BAGUINEDA: When rice farmers started producing yields nine times larger than normal in the Malian desert near the famed town of Timbuktu a decade ago, a passerby could have mistaken the crop for another desert mirage.
Rather, it was the result of an engineering feat that has left experts in this impoverished nation in awe — but one that has yet to spread widely through Mali’s farming community.
“We must redouble efforts to get political leaders on board,” said Djiguiba Kouyaté, a coordinator in Mali for German development agency GIZ.
With hunger a constant menace, Malians are cautiously turning to a controversial farming technique to adapt to the effects of climate change.

 

Dubbed the System of Rice Intensification (SRI), the new method was pioneered in Madagascar in 1983. It involves planting fewer seeds of traditional rice varieties and taking care of them following a strict regime.
Seedlings are transplanted at a very young age and spaced widely.

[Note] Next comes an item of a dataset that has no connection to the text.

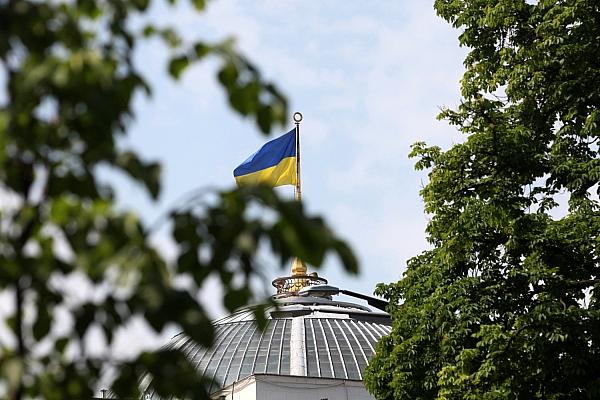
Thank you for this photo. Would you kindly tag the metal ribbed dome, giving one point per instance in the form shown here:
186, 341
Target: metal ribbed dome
304, 336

Soil is enriched with organic matter, and must be kept moist, though the system uses less water than traditional rice farming.
Up to 20 million farmers now use SRI in 61 countries, including in nearby Sierra Leone, Senegal and Ivory Coast, said Norman Uphoff, of the SRI International Network and Resources Center at Cornell University in the US.
But, despite its success, the technique has been embraced with varying degrees of enthusiasm. Uphoff said that is because it competes with the improved hybrid and inbred rice varieties that agricultural corporations sell.
For Faliry Boly, who heads a rice-growing association, the prospect of rice becoming a “white gold” for Mali should spur on authorities and farmers to adopt rice intensification.
The method could increase yields while also offering a more environmentally-friendly alternative, including by replacing chemical fertilizers with organic ones, he said.
He also pointed out that rice intensification naturally lends itself to Mali’s largely arid climate.

FACTOID

Up to 20 million farmers now use rice intensification in 61 countries, including in nearby Sierra Leone, Senegal and Ivory Coast.